The structure of KANs facilitates interpretability, enabling researchers to derive symbolic formulas that represent learned patterns effectively. Unlike black-box models, KANs offer insights into how input features are transformed throughout the network, enhancing transparency and understanding.

Now we know what are KAN’s and why are they such a big deal in Artificial Intelligence Landscape, but the world doesn’t move only by theories and models that looks good in papers.

But the best thing about KAN’s is they’re a very similar to scale and utilize in your own data science problems using the new Python Library “PyKAN”.

Let’s end our discussion with an Example of how to implement these architecture in Python

Python Implementation of KAN’s (PyKAN):

Let’s use a Classification Problem for our demonstration.

Creating the Dataset

We will create a synthetic dataset using the “make_moons” function of sklearn library.

import matplotlib.pyplot as plt
from sklearn.datasets import make_moons
import torch
import numpy as np

dataset = {}
train_input, train_label = make_moons(n_samples=1000, shuffle=True, noise=0.1, random_state=None)
test_input, test_label = make_moons(n_samples=1000, shuffle=True, noise=0.1, random_state=None)

dataset['train_input'] = torch.from_numpy(train_input)
dataset['test_input'] = torch.from_numpy(test_input)
dataset['train_label'] = torch.from_numpy(train_label)
dataset['test_label'] = torch.from_numpy(test_label)

X = dataset['train_input']
y = dataset['train_label']
plt.scatter(X[:,0], X[:,1], c=y[:])

Output (The Dataset Visualized)

Creating and Training a KAN

from kan import KAN

odel = KAN(width=[2,2], grid=3, k=3)

def train_acc():
    return torch.mean((torch.argmax(model(dataset['train_input']), 
    dim=1) == dataset['train_label']).float())

def test_acc():
    return torch.mean((torch.argmax(model(dataset['test_input']), 
    dim=1) == dataset['test_label']).float())

results = model.train(dataset, opt="LBFGS", steps=20, 
          metrics=(train_acc, test_acc), 
          loss_fn=torch.nn.CrossEntropyLoss())

Obtaining the Symbolic Formula from the Model

After this, a symbolic formula is derived that represents what the model has learned from the data.

formula1, formula2 = model.symbolic_formula()[0]

Calculating the Accuracy

Finally, the accuracy can be obtained from the learned formula

def acc(formula1, formula2, X, y):
    batch = X.shape[0]
    correct = 0
    for i in range(batch):

        logit1 = np.array(formula1.subs('x_1', 
                          X[i,0]).subs('x_2', X[i,1])).astype(np.float64)
        logit2 = np.array(formula2.subs('x_1', X[i,0]).subs('x_2', 
                          X[i,1])).astype(np.float64)

        correct += (logit2 > logit1) == y[i]

    return correct/batch

# Print Accuracy
print('train acc of the formula:', acc(formula1, 
                                       formula2, 
                                       dataset['train_input'],  
                                       dataset['train_label']))

print('test acc of the formula:', acc(formula1, 
                                      formula2, 
                                      dataset['test_input'], 
                                      dataset['test_label']))

Output

train acc of the formula: tensor(0.9700)
test acc of the formula: tensor(0.9660)

Conclusion

In conclusion, Kolmogorov–Arnold Networks (KANs) represent a paradigm shift in neural network architecture.
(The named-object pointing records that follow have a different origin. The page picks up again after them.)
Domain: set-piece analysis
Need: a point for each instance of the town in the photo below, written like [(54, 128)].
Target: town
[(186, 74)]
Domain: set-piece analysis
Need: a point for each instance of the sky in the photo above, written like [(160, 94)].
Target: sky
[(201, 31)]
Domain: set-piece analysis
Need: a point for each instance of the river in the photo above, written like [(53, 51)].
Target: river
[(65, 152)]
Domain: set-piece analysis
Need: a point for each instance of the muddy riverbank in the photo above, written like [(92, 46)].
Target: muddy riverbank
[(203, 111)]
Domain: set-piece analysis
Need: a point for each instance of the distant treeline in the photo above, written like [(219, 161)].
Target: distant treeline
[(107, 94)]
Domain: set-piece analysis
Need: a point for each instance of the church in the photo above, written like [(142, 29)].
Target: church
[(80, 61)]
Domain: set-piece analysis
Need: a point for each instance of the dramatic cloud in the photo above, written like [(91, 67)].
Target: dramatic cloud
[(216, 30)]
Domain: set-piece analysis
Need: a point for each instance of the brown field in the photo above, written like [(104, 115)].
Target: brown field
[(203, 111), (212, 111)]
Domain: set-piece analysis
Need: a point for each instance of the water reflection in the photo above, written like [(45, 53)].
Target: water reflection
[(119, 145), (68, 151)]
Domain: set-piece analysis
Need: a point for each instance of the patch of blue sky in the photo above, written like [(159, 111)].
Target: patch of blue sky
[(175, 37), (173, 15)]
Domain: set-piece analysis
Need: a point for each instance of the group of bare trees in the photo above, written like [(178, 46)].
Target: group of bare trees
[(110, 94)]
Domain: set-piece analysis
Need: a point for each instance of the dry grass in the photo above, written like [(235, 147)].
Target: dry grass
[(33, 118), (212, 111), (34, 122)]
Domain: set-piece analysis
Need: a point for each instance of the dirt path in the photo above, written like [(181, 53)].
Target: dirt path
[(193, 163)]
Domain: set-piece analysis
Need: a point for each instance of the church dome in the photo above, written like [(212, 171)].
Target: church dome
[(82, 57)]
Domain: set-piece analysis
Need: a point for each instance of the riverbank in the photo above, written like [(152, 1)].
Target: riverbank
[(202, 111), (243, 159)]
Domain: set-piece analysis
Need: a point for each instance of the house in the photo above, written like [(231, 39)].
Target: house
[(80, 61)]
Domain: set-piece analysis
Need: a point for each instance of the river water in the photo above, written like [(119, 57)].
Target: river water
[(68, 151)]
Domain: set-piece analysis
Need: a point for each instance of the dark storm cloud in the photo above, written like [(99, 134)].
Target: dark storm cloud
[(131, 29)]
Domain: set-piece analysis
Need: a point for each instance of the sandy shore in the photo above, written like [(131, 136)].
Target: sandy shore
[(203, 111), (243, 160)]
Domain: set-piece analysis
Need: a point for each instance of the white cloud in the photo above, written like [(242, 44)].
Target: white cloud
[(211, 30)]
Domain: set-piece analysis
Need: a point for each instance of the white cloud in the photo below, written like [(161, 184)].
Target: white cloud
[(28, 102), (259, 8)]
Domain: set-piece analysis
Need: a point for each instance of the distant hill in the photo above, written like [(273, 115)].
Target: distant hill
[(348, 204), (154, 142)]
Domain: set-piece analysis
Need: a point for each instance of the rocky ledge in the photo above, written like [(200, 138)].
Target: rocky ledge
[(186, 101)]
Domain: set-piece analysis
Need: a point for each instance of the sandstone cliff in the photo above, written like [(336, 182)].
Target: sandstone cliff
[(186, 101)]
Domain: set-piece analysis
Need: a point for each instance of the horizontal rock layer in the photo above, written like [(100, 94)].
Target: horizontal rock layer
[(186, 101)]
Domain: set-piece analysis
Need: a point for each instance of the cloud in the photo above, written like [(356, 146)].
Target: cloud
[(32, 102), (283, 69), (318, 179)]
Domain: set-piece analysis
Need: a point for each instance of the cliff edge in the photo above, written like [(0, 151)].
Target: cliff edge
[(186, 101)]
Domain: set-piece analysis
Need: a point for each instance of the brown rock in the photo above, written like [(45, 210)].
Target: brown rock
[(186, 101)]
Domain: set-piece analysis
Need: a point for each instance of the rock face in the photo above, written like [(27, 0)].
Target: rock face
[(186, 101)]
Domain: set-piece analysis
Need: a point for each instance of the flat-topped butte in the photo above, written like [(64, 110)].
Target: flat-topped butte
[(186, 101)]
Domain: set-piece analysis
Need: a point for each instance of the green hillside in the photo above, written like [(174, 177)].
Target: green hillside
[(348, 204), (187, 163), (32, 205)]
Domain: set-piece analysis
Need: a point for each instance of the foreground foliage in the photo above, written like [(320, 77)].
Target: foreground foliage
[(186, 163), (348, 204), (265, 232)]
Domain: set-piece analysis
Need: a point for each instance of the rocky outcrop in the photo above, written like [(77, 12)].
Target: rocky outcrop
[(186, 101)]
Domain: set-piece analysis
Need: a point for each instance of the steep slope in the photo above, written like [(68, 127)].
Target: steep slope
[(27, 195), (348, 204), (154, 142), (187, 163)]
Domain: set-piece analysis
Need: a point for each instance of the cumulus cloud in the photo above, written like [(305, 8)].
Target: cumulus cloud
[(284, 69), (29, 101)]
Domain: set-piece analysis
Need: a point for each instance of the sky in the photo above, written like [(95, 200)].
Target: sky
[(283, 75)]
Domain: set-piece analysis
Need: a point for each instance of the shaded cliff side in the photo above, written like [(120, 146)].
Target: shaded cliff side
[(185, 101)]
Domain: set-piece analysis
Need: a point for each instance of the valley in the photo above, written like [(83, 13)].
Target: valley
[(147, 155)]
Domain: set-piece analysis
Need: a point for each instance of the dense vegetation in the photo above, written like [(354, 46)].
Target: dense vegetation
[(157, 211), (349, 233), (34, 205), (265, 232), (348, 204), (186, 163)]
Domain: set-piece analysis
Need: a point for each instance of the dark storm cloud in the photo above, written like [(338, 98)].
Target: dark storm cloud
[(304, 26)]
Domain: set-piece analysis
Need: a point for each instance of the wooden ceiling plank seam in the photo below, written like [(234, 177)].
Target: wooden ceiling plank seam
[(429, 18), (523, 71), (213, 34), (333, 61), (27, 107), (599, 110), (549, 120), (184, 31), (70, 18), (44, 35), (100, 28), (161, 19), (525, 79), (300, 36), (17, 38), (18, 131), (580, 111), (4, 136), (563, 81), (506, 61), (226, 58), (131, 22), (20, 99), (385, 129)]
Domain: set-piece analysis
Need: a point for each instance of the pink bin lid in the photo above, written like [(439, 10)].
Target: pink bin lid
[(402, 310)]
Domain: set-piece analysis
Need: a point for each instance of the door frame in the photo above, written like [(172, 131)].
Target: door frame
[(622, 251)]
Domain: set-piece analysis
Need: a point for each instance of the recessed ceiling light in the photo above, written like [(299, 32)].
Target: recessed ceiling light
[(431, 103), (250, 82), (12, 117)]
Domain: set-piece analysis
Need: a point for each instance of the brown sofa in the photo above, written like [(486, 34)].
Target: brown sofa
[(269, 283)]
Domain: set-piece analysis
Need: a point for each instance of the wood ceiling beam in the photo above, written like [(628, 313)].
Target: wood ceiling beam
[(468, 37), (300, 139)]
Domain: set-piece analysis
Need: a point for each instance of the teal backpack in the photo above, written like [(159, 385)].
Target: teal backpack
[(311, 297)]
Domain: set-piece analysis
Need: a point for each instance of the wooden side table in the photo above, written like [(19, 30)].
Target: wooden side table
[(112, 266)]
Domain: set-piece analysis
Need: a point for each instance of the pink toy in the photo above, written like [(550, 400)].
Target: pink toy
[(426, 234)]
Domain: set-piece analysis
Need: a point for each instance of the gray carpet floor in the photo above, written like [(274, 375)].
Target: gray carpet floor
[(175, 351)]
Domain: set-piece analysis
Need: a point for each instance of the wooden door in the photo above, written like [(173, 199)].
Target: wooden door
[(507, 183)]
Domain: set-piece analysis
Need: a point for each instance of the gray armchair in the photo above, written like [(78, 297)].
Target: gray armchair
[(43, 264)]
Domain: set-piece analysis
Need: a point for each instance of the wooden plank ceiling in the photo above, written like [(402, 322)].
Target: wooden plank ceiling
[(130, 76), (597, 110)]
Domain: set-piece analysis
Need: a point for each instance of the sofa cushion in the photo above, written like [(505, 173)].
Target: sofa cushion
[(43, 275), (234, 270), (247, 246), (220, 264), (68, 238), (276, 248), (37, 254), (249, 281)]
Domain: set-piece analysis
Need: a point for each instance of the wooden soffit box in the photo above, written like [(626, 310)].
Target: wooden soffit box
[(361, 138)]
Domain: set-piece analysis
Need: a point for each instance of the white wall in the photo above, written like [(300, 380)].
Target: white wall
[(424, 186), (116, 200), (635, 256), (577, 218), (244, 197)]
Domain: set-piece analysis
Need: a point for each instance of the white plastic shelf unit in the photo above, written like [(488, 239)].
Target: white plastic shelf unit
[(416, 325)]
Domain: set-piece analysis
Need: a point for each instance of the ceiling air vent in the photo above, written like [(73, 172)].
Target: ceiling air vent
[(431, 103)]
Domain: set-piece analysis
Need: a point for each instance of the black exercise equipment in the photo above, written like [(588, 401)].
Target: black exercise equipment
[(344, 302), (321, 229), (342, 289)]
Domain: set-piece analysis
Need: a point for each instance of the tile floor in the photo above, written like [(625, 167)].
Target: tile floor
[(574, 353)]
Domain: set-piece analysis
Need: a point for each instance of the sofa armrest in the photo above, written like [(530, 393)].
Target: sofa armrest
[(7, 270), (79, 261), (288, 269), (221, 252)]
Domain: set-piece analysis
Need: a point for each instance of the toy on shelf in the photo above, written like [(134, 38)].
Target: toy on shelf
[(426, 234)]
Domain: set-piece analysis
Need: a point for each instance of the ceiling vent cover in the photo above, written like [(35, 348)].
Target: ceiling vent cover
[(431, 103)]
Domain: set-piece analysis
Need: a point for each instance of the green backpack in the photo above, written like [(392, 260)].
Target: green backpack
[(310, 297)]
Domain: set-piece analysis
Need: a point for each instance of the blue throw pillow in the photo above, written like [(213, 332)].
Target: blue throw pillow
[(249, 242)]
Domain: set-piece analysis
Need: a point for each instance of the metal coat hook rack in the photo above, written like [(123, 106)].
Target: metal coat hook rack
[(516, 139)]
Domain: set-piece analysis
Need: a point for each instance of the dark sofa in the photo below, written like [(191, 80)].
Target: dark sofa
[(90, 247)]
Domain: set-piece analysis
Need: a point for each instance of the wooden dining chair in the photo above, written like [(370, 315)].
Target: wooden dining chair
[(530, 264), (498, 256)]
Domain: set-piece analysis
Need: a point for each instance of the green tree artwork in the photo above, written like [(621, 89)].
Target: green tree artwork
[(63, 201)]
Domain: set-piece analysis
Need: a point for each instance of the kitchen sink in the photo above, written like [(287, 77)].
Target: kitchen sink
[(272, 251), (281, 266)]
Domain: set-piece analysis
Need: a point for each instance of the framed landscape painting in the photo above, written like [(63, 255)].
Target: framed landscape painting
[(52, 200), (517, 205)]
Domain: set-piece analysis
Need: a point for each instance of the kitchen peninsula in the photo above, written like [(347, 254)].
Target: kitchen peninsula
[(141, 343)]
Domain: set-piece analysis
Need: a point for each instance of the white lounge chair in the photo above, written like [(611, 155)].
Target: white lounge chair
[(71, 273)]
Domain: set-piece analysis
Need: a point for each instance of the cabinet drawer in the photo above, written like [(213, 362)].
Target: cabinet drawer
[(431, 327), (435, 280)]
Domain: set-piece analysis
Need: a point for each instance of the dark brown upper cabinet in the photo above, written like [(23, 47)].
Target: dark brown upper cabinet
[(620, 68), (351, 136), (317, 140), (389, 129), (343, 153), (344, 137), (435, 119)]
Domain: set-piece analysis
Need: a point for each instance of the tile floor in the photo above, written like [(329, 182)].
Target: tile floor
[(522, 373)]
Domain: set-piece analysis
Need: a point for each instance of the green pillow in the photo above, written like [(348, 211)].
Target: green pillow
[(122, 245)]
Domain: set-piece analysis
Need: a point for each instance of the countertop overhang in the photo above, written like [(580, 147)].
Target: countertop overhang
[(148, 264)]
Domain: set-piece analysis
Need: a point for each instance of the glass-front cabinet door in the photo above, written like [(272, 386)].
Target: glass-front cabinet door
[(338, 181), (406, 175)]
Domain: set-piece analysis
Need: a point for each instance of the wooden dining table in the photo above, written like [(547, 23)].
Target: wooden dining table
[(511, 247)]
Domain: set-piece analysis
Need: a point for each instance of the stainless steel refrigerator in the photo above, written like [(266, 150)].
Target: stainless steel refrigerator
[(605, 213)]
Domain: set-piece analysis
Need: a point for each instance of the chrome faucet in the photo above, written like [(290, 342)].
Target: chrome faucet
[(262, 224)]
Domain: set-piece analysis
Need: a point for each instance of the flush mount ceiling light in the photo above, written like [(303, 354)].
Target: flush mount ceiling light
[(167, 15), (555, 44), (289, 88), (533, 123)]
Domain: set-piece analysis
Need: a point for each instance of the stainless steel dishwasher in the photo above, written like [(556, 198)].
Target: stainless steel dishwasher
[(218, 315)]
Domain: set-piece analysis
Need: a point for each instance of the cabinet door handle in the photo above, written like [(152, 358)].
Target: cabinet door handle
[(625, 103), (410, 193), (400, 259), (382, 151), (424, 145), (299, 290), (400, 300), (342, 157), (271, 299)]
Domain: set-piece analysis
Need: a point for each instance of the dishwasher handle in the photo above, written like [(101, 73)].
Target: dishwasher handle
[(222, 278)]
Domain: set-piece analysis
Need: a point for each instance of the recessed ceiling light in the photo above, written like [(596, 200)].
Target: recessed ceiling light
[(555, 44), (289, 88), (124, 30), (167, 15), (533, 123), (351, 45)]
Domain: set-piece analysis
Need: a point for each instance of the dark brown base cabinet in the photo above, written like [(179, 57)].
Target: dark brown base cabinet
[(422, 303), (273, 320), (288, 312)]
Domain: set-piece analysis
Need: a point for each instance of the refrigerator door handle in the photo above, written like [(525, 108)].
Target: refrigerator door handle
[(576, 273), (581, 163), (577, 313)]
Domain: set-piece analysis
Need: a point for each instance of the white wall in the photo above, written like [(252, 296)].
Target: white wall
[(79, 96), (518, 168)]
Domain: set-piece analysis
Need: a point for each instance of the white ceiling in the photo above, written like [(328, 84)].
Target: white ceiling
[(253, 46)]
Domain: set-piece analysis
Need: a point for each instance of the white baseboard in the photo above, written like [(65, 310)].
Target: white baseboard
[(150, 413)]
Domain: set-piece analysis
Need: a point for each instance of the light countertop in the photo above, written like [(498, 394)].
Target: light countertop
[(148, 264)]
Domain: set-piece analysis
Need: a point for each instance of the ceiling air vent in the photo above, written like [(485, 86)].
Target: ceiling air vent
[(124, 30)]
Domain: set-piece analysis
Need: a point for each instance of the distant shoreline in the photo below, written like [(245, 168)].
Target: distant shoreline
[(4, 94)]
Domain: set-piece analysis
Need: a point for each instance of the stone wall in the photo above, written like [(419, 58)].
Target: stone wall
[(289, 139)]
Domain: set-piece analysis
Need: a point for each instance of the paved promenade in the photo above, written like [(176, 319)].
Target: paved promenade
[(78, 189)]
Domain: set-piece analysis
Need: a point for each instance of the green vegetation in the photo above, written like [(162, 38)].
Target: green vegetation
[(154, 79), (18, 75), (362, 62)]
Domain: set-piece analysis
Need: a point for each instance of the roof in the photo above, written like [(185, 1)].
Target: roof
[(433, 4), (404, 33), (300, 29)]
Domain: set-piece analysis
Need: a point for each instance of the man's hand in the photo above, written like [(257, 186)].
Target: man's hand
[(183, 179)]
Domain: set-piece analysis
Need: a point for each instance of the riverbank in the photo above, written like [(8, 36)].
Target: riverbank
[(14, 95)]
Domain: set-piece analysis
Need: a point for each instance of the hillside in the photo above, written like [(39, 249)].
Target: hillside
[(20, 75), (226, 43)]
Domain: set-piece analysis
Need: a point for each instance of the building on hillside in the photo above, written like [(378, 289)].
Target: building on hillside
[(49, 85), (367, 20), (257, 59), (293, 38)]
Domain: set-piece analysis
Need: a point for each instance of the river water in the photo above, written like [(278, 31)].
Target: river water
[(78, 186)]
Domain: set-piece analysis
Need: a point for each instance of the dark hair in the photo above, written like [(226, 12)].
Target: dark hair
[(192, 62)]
While further research and experimentation are needed to fully unlock their potential, KANs hold promise as a valuable tool for advancing machine learning and scientific discovery in the years to come.

As the field continues to evolve, KANs stand at the forefront of innovation, shaping the future of intelligent systems and revolutionizing the way we approach complex data analysis and modeling.